I repeated the same steps for the Python Reverse Shell and it failed as well. So, I decided to back up a step and determine which programming languages were installed on the Kioptrix system.
OK. Knowing that Perl was installed on Kioptrix, I reviewed the available Perl Reverse Shells. I struck out with the first shell string, but I was successful with the second shell string.
Finally! After establishing the shell, I issued the whoami&&id commands to determine connected credentials.
Local Privilege Escalation:
Since I was able to validate the OS, I decided to do a search for BSD 9.0 vulnerabilities on Exploit-DB. I was able to find a Kernel Privilege Escalation exploit, downloaded it to my second attacking system, and then renamed the file (to provide a more meaningful name to me).

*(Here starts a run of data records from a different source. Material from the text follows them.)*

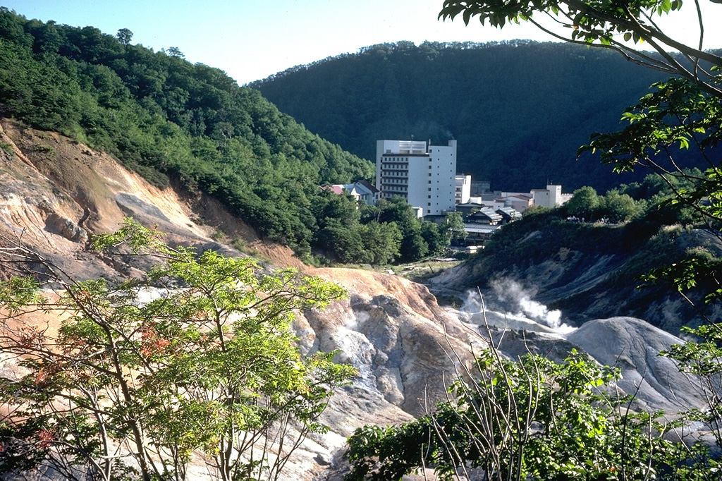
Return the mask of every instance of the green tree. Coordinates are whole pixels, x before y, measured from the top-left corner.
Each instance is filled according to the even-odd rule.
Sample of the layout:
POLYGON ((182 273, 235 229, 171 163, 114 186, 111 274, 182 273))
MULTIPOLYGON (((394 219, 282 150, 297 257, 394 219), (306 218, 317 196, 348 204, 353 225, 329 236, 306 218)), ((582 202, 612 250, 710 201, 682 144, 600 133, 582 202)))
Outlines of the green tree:
POLYGON ((376 265, 391 264, 399 256, 401 233, 395 222, 372 220, 359 226, 365 261, 376 265))
POLYGON ((354 372, 333 353, 302 357, 293 313, 343 290, 171 248, 131 221, 95 245, 160 263, 143 280, 77 282, 21 246, 0 249, 4 261, 39 264, 58 292, 32 277, 0 283, 0 352, 22 368, 0 385, 0 471, 42 463, 69 479, 180 480, 199 451, 224 481, 278 479, 354 372), (148 289, 160 295, 142 300, 148 289), (32 313, 46 326, 63 320, 23 324, 32 313))
POLYGON ((585 186, 574 191, 572 198, 564 204, 570 215, 591 220, 596 215, 601 204, 596 191, 585 186))
POLYGON ((464 217, 460 212, 449 212, 444 218, 443 230, 446 237, 451 240, 464 240, 469 233, 464 227, 464 217))
POLYGON ((604 394, 615 391, 619 371, 580 353, 559 363, 531 354, 508 360, 492 346, 461 374, 433 412, 357 429, 345 479, 396 481, 424 469, 442 480, 697 479, 680 462, 687 448, 664 439, 679 425, 604 394))
POLYGON ((644 209, 643 202, 638 202, 626 194, 616 190, 609 191, 601 199, 601 216, 610 222, 623 222, 640 215, 644 209))
POLYGON ((116 38, 124 46, 129 46, 131 43, 131 40, 133 39, 133 32, 127 28, 121 28, 118 30, 118 33, 116 34, 116 38))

Note: I was not able to compile the exploit file on my attacking system since the code was created specifically for a FreeBSD system.
Returning to the shell, I needed to determine how I was going to transfer the exploit file to Kioptrix. So, I entered in a few commands to determine if they were available.
After identifying that Netcat was available on Kioptrix, I returned to my second attacking system and configured Netcat to listen verbosely on port 4567 and then enabled the exploit script to be transferred.
Within the shell, I configured the Kioptrix system to not perform DNS lookups and to verbosely receive the exploit script from my second attacking system on port 4567.
Once the exploit script was successfully transferred to the Kioptrix system, I used gcc to compile the script.
gcc -o SYSRET SYSRET.c
After the script was successfully compiled, I then launched the executable file; followed by entering the whoami and id commands.
Awesome! I now had root.
To finish the challenge, I needed to find the flag. So, I listed the contents of /root and found a file named congrats.txt.
Since the cat command was not available, I used the less command to review the text file.
Taking loneferret’s advise, I reviewed the suggested logs. The only thing I can say was OUCH!!!
In conclusion, I really enjoyed the Kioptrix series and am feeling a little more confident in my abilities. I still have much to learn, but I am looking forward to the journey.